Mentre il cieco si atteneva al fatto che gli era capitato: “Se costui non venisse da Dio, non avrebbe potuto far nulla”, i Giudei giudicavano secondo i loro pregiudizi: “Quest’uomo non viene da Dio, perché non osserva il sabato”.
Il Vangelo ci lascia come un senso di delusione: possibile che quei Giudei, e perfino i genitori di quell’uomo, non siano stati capaci di liberarsi dai propri pregiudizi e paure, e riconoscere Gesù come inviato da Dio?
Raccogliamo qui il primo insegnamento: anche noi oggi possiamo costatare quale drammatica cecità possono generare i pregiudizi con i quali giudichiamo fatti e persone.
Ma la pagina di Vangelo più che sul miracolo è tutta incentrata sulla persona di Gesù.
Già nel miracolo c’è un particolare molto significativo: “Va’ a lavarti nella piscina di Siloe che significa inviato”, e questo inviato è Gesù, inviato dal Padre.
La discussione che ne segue riguarda proprio Gesù: se viene o no da Dio; ma soprattutto Gesù è al centro dell’incontro finale con il cieco guarito: “Credi tu nel Figlio dell’Uomo?”. “Credo Signore, e gli si prostrò innanzi”.
Partendo dunque dalla potenza di Gesù di compiere un miracolo “mai udito da che mondo è mondo”, il Vangelo ci conduce al riconoscimento di Gesù stesso.
Alla gioia di quell’uomo per la vista ricuperata, ma adombrata di delusione per essere cacciato da tutti, immaginiamo la consolazione e la gioia nell’incontro finale con Gesù.

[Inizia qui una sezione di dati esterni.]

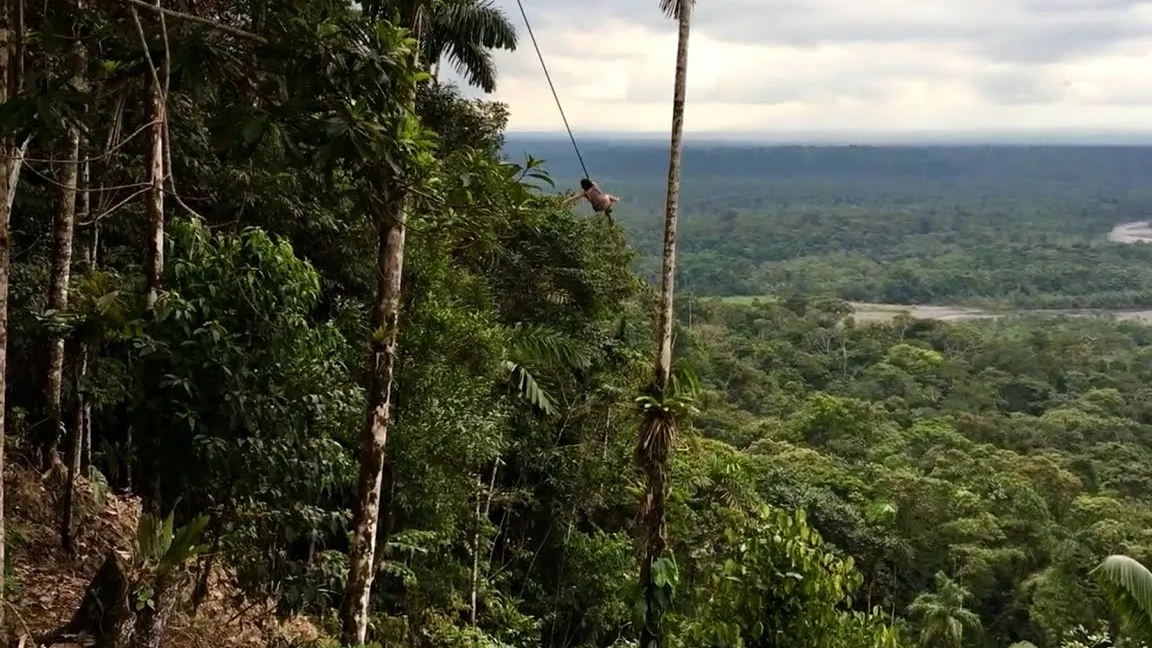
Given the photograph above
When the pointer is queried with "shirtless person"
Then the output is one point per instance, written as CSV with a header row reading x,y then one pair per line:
x,y
599,198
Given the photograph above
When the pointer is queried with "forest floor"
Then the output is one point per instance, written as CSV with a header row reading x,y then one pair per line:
x,y
46,582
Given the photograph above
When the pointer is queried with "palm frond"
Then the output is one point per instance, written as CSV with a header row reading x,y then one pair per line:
x,y
528,387
472,62
1128,585
477,22
540,345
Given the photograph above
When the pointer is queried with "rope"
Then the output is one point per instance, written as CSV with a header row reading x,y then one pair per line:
x,y
553,88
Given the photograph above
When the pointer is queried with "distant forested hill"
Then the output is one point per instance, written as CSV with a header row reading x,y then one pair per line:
x,y
1021,225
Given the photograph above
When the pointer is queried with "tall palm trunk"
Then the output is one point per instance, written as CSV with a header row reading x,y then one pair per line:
x,y
153,264
61,263
10,160
374,437
659,429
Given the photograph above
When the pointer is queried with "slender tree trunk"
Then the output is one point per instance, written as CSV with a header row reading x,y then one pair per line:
x,y
393,228
672,204
10,160
480,515
153,264
374,438
74,450
61,264
85,406
653,461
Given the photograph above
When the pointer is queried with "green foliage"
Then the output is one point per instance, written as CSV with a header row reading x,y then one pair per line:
x,y
1128,586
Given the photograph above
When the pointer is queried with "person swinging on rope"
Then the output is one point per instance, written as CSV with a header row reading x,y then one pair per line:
x,y
600,200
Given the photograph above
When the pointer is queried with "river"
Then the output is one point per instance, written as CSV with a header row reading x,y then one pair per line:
x,y
1139,232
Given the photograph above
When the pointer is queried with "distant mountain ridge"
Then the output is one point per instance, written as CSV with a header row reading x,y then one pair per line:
x,y
994,167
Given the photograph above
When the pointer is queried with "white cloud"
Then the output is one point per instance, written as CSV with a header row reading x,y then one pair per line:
x,y
838,65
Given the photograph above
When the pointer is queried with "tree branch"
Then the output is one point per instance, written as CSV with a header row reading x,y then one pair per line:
x,y
189,17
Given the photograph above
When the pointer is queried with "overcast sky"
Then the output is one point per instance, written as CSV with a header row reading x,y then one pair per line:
x,y
854,66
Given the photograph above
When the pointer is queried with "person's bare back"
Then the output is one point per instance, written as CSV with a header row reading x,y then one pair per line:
x,y
599,198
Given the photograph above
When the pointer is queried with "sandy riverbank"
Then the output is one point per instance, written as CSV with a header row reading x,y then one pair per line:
x,y
1139,232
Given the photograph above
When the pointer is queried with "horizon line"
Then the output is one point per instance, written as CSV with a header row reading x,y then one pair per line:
x,y
846,137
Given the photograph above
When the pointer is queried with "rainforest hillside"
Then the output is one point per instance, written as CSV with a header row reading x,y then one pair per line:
x,y
295,351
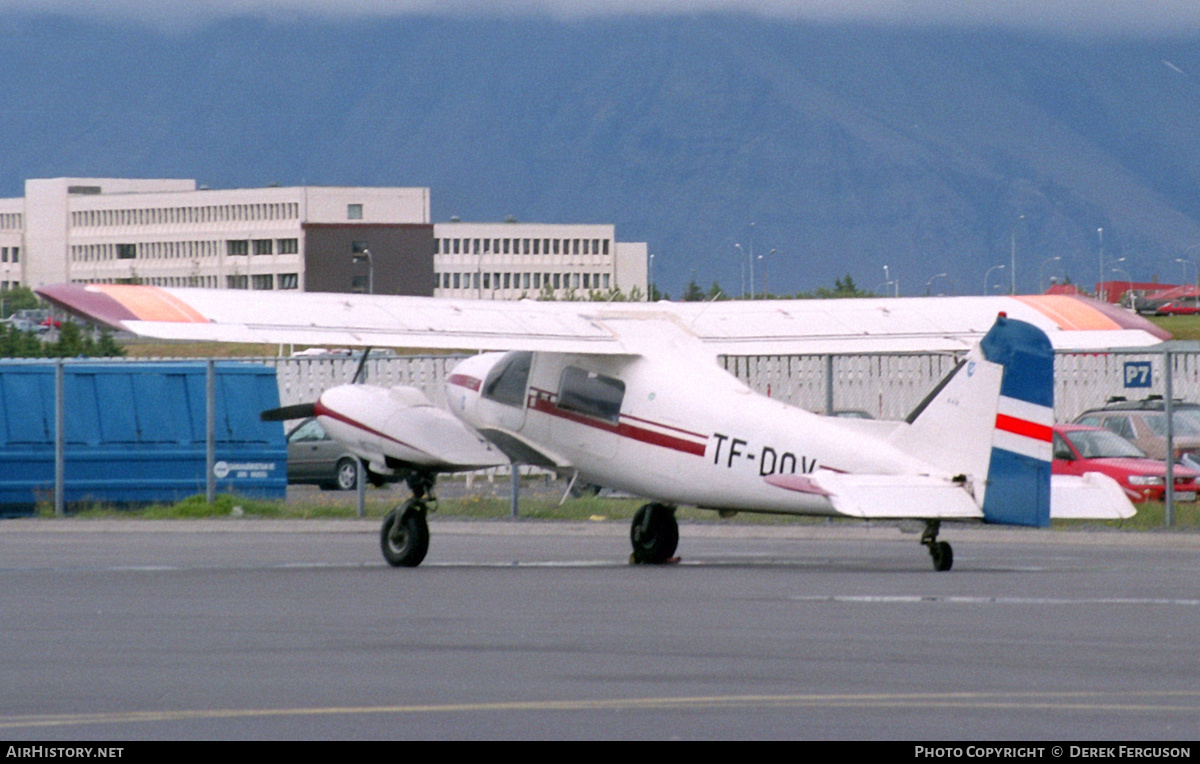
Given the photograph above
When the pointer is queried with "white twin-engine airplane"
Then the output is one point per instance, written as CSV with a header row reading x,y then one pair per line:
x,y
630,397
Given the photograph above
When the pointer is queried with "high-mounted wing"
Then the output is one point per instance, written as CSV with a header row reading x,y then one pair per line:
x,y
732,328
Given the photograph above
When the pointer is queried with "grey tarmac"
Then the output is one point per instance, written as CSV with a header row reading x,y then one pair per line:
x,y
246,629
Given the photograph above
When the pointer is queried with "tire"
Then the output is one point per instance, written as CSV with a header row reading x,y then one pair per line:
x,y
942,554
347,474
654,534
405,536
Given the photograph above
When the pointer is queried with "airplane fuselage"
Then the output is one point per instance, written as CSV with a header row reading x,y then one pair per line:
x,y
670,429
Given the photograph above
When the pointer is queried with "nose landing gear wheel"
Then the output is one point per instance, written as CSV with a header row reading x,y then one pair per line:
x,y
405,536
941,552
654,534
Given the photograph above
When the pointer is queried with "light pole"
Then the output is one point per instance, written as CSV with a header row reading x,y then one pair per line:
x,y
1128,281
1041,270
988,276
742,260
751,260
765,270
1013,252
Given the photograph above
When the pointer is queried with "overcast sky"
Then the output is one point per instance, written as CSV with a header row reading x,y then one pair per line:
x,y
1072,17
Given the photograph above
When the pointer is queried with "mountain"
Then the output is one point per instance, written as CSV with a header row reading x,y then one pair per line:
x,y
844,149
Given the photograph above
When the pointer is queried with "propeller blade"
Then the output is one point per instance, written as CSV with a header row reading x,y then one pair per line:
x,y
300,410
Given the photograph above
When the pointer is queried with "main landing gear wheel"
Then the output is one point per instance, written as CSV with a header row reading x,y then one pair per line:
x,y
654,533
405,536
941,552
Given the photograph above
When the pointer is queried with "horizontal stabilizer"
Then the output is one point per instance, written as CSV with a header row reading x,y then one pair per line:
x,y
1091,497
897,495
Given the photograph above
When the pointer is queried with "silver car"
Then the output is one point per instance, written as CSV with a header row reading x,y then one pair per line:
x,y
313,457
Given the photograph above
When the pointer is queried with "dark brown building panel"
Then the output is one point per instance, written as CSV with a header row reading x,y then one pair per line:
x,y
402,256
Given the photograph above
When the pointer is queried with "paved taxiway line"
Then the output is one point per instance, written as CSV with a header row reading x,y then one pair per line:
x,y
1149,702
844,531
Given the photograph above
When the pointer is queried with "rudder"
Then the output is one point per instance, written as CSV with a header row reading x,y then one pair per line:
x,y
1018,491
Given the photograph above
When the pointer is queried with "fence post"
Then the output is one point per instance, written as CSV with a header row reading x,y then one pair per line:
x,y
516,491
59,440
829,385
1169,389
360,485
210,432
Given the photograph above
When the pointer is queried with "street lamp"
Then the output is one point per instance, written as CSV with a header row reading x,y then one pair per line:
x,y
742,260
751,260
1128,281
988,275
1013,252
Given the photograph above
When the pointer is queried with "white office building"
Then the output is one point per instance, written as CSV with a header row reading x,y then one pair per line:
x,y
310,238
514,260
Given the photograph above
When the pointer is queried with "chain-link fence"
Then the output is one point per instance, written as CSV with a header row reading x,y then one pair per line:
x,y
886,386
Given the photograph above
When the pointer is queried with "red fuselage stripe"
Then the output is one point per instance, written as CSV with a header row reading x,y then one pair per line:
x,y
319,409
465,380
1024,427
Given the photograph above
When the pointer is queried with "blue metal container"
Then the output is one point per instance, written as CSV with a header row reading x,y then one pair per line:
x,y
135,432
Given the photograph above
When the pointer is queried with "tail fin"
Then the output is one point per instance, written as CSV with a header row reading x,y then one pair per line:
x,y
990,421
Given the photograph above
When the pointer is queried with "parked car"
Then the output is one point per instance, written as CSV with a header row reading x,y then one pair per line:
x,y
1080,449
1179,307
1144,423
313,457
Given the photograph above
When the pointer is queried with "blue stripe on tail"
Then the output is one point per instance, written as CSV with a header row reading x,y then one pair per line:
x,y
1018,491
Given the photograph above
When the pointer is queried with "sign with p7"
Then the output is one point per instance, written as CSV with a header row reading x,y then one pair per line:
x,y
1138,374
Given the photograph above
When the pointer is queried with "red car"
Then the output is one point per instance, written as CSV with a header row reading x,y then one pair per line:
x,y
1179,307
1080,449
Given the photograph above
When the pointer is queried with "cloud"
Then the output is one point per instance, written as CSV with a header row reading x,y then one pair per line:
x,y
1072,17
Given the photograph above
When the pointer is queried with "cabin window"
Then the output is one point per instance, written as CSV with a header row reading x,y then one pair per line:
x,y
589,393
508,379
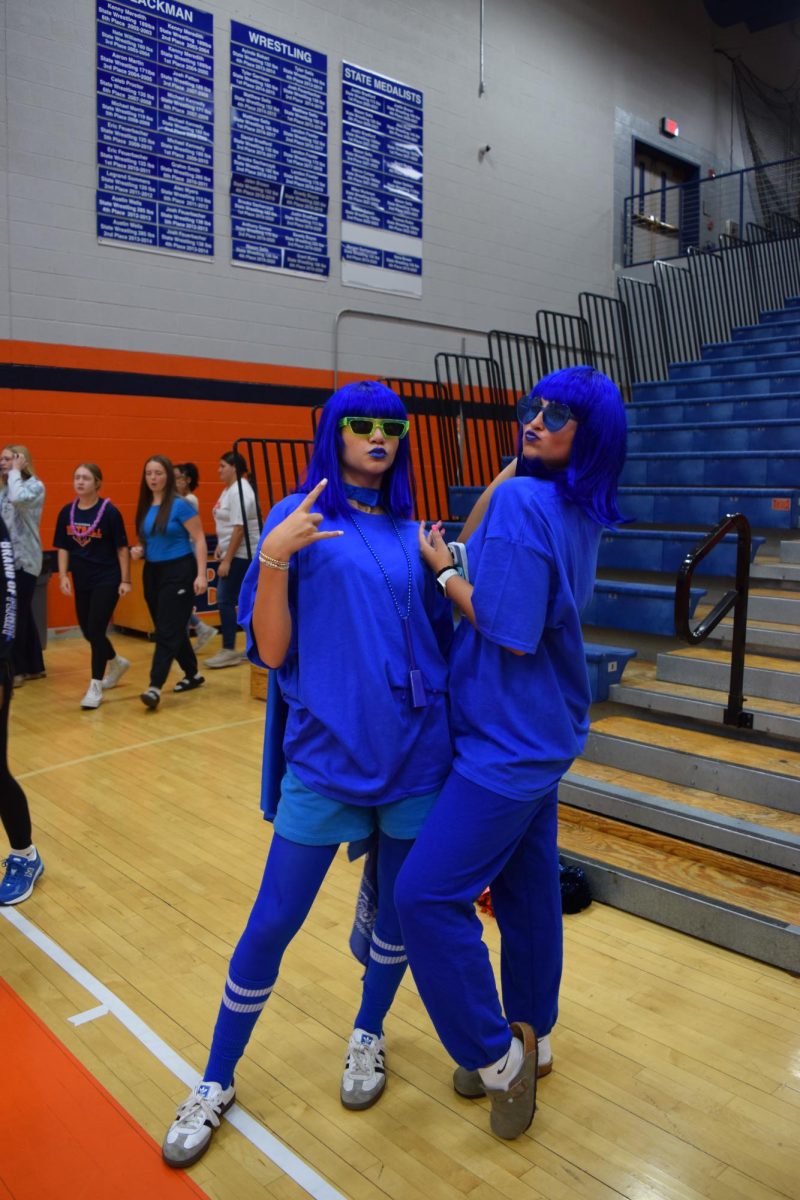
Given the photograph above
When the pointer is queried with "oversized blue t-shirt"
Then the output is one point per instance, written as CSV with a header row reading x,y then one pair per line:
x,y
352,732
518,720
174,541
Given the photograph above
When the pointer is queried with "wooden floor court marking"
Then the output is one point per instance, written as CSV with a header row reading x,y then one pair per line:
x,y
67,1126
286,1159
137,745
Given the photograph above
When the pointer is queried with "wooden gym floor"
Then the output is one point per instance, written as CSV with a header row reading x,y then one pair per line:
x,y
677,1065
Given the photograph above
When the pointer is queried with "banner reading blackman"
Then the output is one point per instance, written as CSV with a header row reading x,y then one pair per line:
x,y
382,183
155,125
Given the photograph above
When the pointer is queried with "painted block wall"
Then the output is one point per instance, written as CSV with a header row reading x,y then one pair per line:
x,y
528,227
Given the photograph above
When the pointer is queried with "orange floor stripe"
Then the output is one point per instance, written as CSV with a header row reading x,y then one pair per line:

Raccogliamo qui il secondo insegnamento di questo Vangelo: i doni materiali, rappresentati dal dono della vista, sono certamente cose belle e necessarie, ma anche soggette a delusioni e amarezze; il nostro cuore desidera di più: qualcosa, o meglio qualcuno capace di raggiungerci nel profondo delle nostre delusioni e solitudini e darci una nuova e sicura speranza.
Si dice che la salute, come la vista, è la cosa più importante: che sia importante è vero, ma più importante ancora è la fede: cioè l’amicizia che Gesù ti offre: Lui che, inviato dal Padre, è il segno dell’amore del Padre verso ciascuno di noi.